Сообщения

Сообщения за июнь, 2023
 Моих мыслей стало столь много, что порой я не успеваю их даже тщательно обдумать и записать. Кажется, что раньше я был более сконцентрирован над предметом своих размышлений и возводил каждую мысль в абсолют, погружался в её глубину насколько это было возможно; но при этом и теперь нельзя сказать, что разрастание мыслей стало погоней за количеством в ущерб качеству. Возможность мыслить столь сильно разрослась во мне со временем, что множественные процессы в моём сознании стали протекать одновременно и развивать всё новые и новые пути, которые ответвлялись друг от друга и образовывали более сложную и в то же время более понятную структуру того, что раскрывало всецелую картину в происходящем, в протекающем настоящем — в том самом, что мы называем реальностью, и всего того, что она в себя включает.
 Порой человек болеет не только телом, но и душой.

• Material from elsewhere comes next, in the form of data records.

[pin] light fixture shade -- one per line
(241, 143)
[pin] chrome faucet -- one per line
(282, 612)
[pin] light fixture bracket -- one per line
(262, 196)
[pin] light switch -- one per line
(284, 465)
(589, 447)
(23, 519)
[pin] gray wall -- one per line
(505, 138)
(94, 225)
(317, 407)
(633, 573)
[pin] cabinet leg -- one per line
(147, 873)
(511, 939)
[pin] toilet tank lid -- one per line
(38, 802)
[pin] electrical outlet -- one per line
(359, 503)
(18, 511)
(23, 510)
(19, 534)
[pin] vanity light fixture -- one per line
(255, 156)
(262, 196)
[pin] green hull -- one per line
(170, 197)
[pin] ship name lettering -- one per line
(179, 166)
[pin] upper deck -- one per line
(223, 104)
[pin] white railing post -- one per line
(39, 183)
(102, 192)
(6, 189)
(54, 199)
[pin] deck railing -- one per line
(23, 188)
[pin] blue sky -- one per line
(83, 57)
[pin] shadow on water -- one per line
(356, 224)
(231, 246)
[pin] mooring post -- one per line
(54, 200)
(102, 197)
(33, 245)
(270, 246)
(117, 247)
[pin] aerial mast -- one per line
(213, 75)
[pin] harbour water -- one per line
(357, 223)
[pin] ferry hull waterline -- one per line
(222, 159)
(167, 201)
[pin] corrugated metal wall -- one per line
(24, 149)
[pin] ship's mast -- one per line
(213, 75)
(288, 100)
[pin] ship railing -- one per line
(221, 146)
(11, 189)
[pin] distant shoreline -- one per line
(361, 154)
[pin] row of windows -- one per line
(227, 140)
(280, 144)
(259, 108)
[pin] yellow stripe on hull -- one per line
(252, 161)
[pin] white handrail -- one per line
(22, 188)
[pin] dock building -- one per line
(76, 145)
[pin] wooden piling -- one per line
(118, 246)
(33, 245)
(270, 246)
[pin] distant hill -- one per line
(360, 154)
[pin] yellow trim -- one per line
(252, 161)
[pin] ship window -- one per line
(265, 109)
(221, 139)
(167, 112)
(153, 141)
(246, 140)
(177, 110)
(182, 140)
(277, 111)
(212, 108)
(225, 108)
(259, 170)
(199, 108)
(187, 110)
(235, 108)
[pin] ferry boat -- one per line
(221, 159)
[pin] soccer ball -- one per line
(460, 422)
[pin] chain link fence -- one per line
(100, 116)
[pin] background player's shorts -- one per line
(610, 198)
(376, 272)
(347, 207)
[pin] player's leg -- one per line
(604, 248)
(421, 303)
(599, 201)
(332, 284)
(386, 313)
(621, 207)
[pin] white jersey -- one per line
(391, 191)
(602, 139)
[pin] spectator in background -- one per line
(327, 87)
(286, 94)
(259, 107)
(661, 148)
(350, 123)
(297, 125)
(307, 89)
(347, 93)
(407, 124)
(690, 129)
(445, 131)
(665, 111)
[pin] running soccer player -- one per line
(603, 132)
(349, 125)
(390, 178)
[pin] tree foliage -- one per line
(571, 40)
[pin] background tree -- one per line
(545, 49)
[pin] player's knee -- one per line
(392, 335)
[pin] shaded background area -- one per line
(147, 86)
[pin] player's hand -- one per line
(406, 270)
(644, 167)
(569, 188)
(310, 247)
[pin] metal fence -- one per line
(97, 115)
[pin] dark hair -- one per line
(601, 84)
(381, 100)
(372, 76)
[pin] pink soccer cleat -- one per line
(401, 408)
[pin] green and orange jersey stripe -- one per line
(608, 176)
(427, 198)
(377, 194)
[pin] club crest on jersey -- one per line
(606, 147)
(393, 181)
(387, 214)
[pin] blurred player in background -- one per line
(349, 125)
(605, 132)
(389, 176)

Чаще всего это называют некими внутренними кризисами, переживаниями, что выражается некоторой тяжестью в мыслях и поступках, становится чем-то угнетающим. Но это обязательно проходит в какой-то момент, и всё рассеивается, словно наша душа выздоравливает от недугов; словно происходит большая внутренняя борьба внутри нас и мы снова оживаем.
 Если вы не чувствуете лёгкости на душе, то это лишь оттого, что мыслите о ложном.
 Я настолько мёртв собой, что не чувствую, что живу. Все мои мысли уже давно за той гранью и находятся там. Я давно готов к смерти и жду её, но она не приходит. Даже несмотря на мою относительную молодость, где, казалось бы, жизнь должна быть в самом своём расцвете, я мечтаю о смерти, как о логичном завершении своей жизни. Есть двоякие чувства перед смертью: иногда я чувствую некий страх и пытаюсь его подавить, но от этого лишь ещё больше боюсь и, во избежание этого страха, придумываю какие-то цели для жизни, убеждая себя в любви к ней, которую на самом деле давно изжил и потерял её нить, как и всякие надежды и всякие причины; иногда же, как сейчас, я просто всеприемлем и столь спокоен, смиренен, что не чувствую и не нахожу в себе никаких волнующих колебаний: мне кажется, что ничего не осталось в этом мире для меня, кроме смерти, и что только её наступление даст мне наконец желаемое спокойствие и истинное уединение, моё забвение, моё лучшее место — не быть.
 Бог бессилен там, где Его не знают.
 Я чувствую, что мой ум стал менее проницательным; но таков был путь, ранее мною выверенный, чтобы открыть нечто более важное, чем только проницательность. А может, это просто моё очередное самовнушение...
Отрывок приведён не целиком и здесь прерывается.